He did not think, and thus, Eddie did not care. Gliding between tables with a delighted, food-induced smile (they didn't call him "Skate" Hunter for no reason), he grabbed a plate and got to work, filling it with anything and everything. Except for nuts and berries. Eddie existed in his own personal heaven surrounded by the only thing that mattered; food.
Alarms blared, forcefully pulling him out of those fantasies and throwing him back into actuality. Spider-Man assumed a fighting position, preparing himself for the confrontation that would follow their presence on the ship being discovered. Eddie nearly dropped his plate, shocked by the sudden ringing in his ears that persisted even after the sirens came to a halt. Speakers attached to the room's dome ceiling broadcasted a message from...well, somewhere.
"Attention all passengers on the S.S X, this is your captain speaking. We have a couple of stowaways on board by the names of Axel Stone, Blaze Fielding, Eddie Hunter, and Spider-Man.
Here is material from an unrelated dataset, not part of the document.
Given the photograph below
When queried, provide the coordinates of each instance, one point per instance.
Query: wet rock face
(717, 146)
Let's make sure our new arrivals are…" an eerie pause, "...taken care of..." The voice, honeyed and feminine, faded out.
Spider-Man had been right after all. They'd walked right into a trap!
...
"I'm worried," Blaze admitted, standing beside him. "About Adam."
The new day had dawned. Sunlight rose above endless shores, but it did nothing to alleviate either of their concerns, only highlighting the situation's direness. Out at sea, on a vessel taking them far, far out of and away from the city. At the time, boarding the cruise seemed the perfect next step. If that robot in Funland had been Mr X's doing, then it was only logical his influence spread to other aspects of the park. Doubts were beginning to set in for Axel. Blaze's words presented another pressing issue. Leaning over the balcony, Axel's usual stoic expression changed to a far more somber expression. Sirens deafeningly loud for Eddie and Spider-Man sounded to them like white noise.
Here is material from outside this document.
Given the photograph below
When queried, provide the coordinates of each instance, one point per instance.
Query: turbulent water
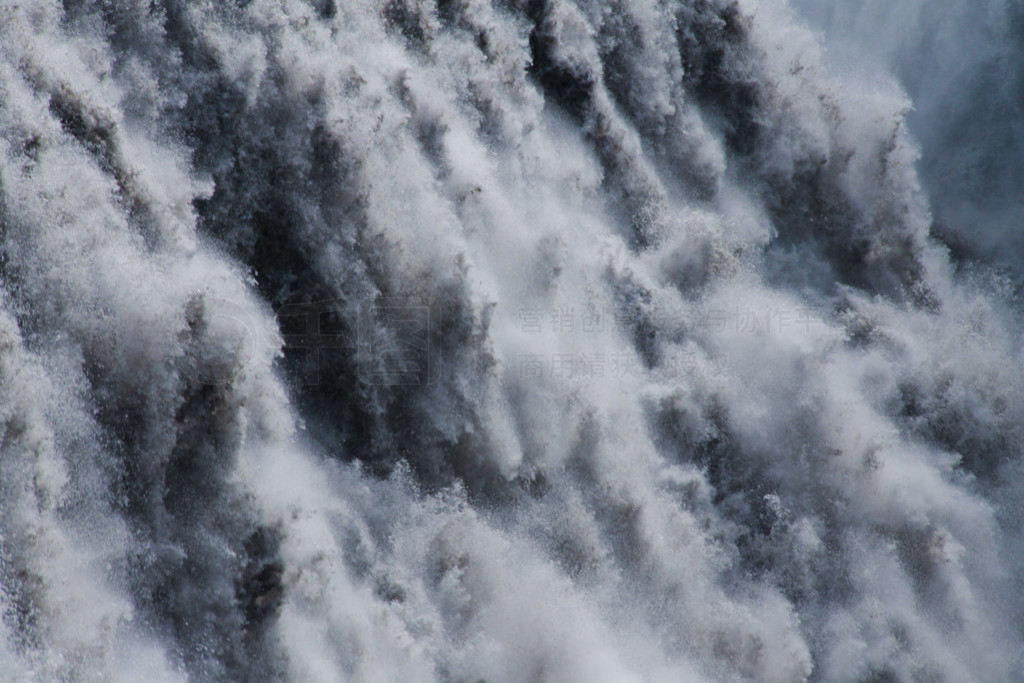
(522, 340)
"Mr X said he was keeping him alive," Blaze continued, "but you know how those criminal types are. Maybe he's changed his mind. Maybe he's dead.
Horrifyingly, her words struck a chord with Axel. He did not face her. Just as he did not wish to face the uncomfortable truth. His best friend may have been reduced to another name on a tombstone. Axel could not, would not, accept the idea of everything they'd done to rescue him being in vain. He was too hopeful.
"He's not dead," Axel said after neither of them had spoken for a while, and Blaze could hear the pain in his throat. "Because if Mr X wanted to kill him he wouldn't have told us to go looking for him. I'm not gonna believe it."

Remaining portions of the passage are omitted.